TRIBUNAL ADMINISTRATIF DU LOGEMENT

Bureau dE Montréal

 

No dossier :

671027 31 20221228 T

No demande :

3953617

 

 

Date :

13 septembre 2023

Devant la juge administrative :

Stella Croteau

 

Michel Adam

 

Locataire - Partie demanderesse

c.

Tuyet Mai Thai

 

Locateur - Partie défenderesse

 

D É C I S I O N

 

 

[1]         Le 29 juin 2023, le locataire demande au Tribunal la rétractation de la décision rendue le 6 juin 2023, laquelle rejette la rétractation de la décision du 27 mars 2023, qui résilie le bail et ordonne l’expulsion du locataire ainsi que le paiement de 1 950 $, plus les intérêts et les frais.

[2]         Le locateur demande une ordonnance de limitation procédurale à l'égard du locataire, de sorte qu'il lui soit interdit de déposer toute autre demande à l'égard de la décision attaquée vu son caractère purement dilatoire et abusif.

[3]         À la suite de cette demande, le locataire demande la même ordonnance à l’égard du locateur.

CONTEXTE FACTUEL

[4]         Il s’agit de la deuxième demande de rétractation du locataire dans ce dossier.

[5]         Il était présent lors de l’audience sur la demande originale ainsi que lors de l’audience sur sa première demande de rétractation.

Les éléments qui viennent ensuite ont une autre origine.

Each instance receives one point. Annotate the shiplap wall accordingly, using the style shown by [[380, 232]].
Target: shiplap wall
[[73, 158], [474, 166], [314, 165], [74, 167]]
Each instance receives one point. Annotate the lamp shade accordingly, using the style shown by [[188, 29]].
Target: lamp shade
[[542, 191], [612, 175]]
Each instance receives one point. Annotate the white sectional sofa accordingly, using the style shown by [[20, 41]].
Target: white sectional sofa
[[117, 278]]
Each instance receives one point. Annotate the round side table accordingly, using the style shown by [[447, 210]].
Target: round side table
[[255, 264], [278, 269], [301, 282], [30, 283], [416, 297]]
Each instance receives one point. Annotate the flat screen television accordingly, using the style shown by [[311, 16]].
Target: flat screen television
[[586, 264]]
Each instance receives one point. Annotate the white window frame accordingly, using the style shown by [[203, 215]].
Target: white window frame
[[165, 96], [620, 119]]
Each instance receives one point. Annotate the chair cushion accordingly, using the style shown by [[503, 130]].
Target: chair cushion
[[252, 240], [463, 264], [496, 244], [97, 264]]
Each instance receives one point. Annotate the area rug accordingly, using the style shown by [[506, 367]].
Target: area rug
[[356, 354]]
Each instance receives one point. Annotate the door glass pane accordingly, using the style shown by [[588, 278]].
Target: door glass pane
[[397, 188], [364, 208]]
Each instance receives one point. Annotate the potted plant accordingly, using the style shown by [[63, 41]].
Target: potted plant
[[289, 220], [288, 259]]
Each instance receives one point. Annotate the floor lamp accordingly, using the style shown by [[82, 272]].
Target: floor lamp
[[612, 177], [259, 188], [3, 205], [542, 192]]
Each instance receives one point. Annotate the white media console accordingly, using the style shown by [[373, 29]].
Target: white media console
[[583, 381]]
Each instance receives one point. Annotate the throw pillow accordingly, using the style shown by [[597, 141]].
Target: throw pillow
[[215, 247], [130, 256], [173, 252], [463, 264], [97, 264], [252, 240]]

[6]         Le locataire soutient comme moyen sommaire de défense qu’il est prêt à payer mais que le propriétaire ne vient pas chercher les loyers.

[7]         Il confirme que son moyen de défense est le même qu’il avait mentionné lors de la première demande de rétractation. Il a reçu la décision mais ne la comprend pas et il désire réitérer son moyen de défense.


ANALYSE

[8]         La demande du locataire est fondée sur l'article 89 de la Loi sur le Tribunal administratif du logement[1] (ci-après LTAL), lequel se lit comme suit :

« 89. Si une décision a été rendue contre une partie qui a été empêchée de se présenter ou de fournir une preuve, par surprise, fraude ou autre cause jugée suffisante, cette partie peut en demander la rétractation.

Une partie peut également demander la rétractation d’une décision lorsque le Tribunal a omis de statuer sur une partie de la demande ou s’est prononcé au-delà de la demande.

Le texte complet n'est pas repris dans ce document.